TokenButler

TokenButler

TokenButler: Token Importance is Predictable. arXiv 2025. 代码. 康奈尔大学

Large Language Models (LLMs) rely on the KeyValue (KV) Cache to store token history, enabling efficient decoding of tokens. As the KV-Cache grows, it becomes a major memory and computation bottleneck, however, there is an opportunity to alleviate this bottleneck, especially because prior research has shown that only a small subset of tokens contribute meaningfully to each decoding step. A key challenge in finding these critical tokens is that they are dynamic, and heavily input query-dependent. Existing methods either risk quality by evicting tokens permanently, or retain the full KV-Cache but rely on retrieving chunks (pages) of tokens at generation, failing at dense, context-rich tasks. Additionally, many existing KV-Cache sparsity methods rely on inaccurate proxies for token importance. To address these limitations, we introduce TokenButler, a highgranularity, query-aware predictor that learns to identify these critical tokens. By training a lightweight predictor with less than 1.2% parameter overhead, TokenButler prioritizes tokens based on their contextual, predicted importance. This improves perplexity & downstream accuracy by over 8% relative to SoTA methods for estimating token importance. We evaluate TokenButler on a novel synthetic small-context co-referential retrieval task, demonstrating near-oracle accuracy. Code, models and benchmarks: [Code]

Issue:随着LLM能够接收越来越长的context,需要保留的KV cache越来越多。会增加对内存和带宽的压力。而之前的研究表明,只有少部分token对于decoding是重要的。也就是可以不保留所有的K和V。这就是token pruning。

现有的token pruning策略大致有:

    1. Purely static strategies limiting KV-Cache to a fixed budget with fixed rules on removing tokens, naturally reducing bandwidth and storage (StreamingLLM (Xiao et al.), and Sliding Window Attention (Luong, 2015)) 静态的策略会丢失重要token
    1. Adaptive strategies that permanently sacrifice less important past-tokens effectively fixing the memory and bandwidth footprint (H2O, SnapKV (Zhang et al., 2023b; Li et al., 2024)) 自适应策略会在decoding前永久丢失一些可能被后面继续使用共指的token
    1. Adaptive dynamic strategies that preserve the entire KV-Cache but access only a subset of the Key-Value entries (the more important past-tokens), incurring higher memory (storage) cost, but reducing memory bandwidth (accesses to memory) during the decode stage (generation) 动态自适应的方法是最合理的,保留所有的K和V,但是只访问有用的K和V。

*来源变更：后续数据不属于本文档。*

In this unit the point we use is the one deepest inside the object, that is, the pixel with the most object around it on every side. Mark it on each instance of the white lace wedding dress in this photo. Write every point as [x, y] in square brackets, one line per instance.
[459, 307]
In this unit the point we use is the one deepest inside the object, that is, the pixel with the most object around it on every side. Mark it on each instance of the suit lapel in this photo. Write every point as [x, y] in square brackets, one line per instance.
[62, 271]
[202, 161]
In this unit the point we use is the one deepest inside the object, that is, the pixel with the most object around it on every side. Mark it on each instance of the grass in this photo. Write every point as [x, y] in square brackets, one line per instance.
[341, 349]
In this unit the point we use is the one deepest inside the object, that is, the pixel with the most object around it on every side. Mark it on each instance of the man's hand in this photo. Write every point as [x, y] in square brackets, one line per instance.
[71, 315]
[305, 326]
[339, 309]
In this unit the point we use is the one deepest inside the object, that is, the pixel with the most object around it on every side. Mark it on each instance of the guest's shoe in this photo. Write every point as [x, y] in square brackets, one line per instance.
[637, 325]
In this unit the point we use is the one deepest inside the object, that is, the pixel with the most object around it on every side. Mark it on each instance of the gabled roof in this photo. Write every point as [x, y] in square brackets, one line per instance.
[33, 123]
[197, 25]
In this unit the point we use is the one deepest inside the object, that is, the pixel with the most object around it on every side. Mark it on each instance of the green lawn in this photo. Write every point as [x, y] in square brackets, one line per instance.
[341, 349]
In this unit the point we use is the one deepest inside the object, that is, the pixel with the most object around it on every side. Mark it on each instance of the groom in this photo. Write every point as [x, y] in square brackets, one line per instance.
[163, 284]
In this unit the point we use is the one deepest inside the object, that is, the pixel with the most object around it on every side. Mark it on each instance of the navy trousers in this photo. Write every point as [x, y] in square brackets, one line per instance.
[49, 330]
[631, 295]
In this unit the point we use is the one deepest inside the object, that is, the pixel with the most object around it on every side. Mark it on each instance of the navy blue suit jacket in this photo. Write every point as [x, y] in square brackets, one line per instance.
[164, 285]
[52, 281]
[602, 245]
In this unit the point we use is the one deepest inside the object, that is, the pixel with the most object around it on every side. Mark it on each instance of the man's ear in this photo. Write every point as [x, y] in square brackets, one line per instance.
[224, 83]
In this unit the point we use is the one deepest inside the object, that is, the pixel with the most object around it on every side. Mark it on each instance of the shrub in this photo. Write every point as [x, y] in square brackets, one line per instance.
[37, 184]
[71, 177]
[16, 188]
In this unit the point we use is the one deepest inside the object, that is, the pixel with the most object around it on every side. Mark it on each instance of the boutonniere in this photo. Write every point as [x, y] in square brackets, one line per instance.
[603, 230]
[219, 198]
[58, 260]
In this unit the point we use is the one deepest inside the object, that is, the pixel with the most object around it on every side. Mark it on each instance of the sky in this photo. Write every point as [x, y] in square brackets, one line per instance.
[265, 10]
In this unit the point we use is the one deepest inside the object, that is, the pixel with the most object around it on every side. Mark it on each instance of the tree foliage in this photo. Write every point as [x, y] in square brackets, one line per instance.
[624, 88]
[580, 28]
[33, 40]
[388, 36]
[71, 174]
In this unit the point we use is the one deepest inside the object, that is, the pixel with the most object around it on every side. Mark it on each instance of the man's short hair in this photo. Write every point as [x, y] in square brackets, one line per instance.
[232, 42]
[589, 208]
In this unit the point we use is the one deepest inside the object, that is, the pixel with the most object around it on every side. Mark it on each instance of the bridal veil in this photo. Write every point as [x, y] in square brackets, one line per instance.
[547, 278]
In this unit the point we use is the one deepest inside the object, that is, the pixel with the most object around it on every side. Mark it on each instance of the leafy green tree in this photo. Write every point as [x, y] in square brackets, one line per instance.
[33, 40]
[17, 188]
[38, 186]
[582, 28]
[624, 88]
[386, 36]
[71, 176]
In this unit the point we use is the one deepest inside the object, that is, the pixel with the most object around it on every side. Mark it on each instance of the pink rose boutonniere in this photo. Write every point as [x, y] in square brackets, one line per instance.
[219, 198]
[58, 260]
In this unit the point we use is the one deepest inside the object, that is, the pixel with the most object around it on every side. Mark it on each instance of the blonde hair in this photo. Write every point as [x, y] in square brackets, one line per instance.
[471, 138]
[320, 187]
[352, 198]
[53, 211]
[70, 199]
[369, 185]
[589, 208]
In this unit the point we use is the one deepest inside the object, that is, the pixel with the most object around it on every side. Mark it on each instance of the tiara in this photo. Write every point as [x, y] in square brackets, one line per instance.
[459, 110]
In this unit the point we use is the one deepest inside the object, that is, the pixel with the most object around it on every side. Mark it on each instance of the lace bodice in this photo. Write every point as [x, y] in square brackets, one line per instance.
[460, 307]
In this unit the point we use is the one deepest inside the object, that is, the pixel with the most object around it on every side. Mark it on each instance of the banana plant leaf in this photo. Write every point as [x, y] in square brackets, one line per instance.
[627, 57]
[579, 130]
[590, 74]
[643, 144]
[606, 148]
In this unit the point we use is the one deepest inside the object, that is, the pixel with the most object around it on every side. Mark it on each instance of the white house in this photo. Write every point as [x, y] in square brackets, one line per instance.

动态是指每个decoding step都会访问重要的K和V。

问题在于,当前的token重要性指标,无法直接用于token稀疏化。例如attention weight是一个很适宜用来预测token重要性的指标,但是动态策略意味着每次只能够根据token importance选择一部分token,无法获取全部的attention weight来作为后面预测token重要性的依据。

Solution: 无法计算获得全部的attention weight,那就预测。

获取第一层的所有head的embedding I,作者首先进行一个dimensionality-reduction projection,然后进过一个self-attention block捕获token的context,最后再up-projects将减小的embedding维度还原,与最原始的I相加,得到最后的I

I分别经过两个投影网络获得估计的各个layer各个head的K和V embedding。投影网络是two linear layers with a SiLU activation in between。

预测的注意力logit,和真实的logit,用均方误差计算loss。

为了高效训练,避免大量的梯度计算,作者使用了flash attention。

作者的预测效果大概是,有75%的准确率预测top 50% tokens。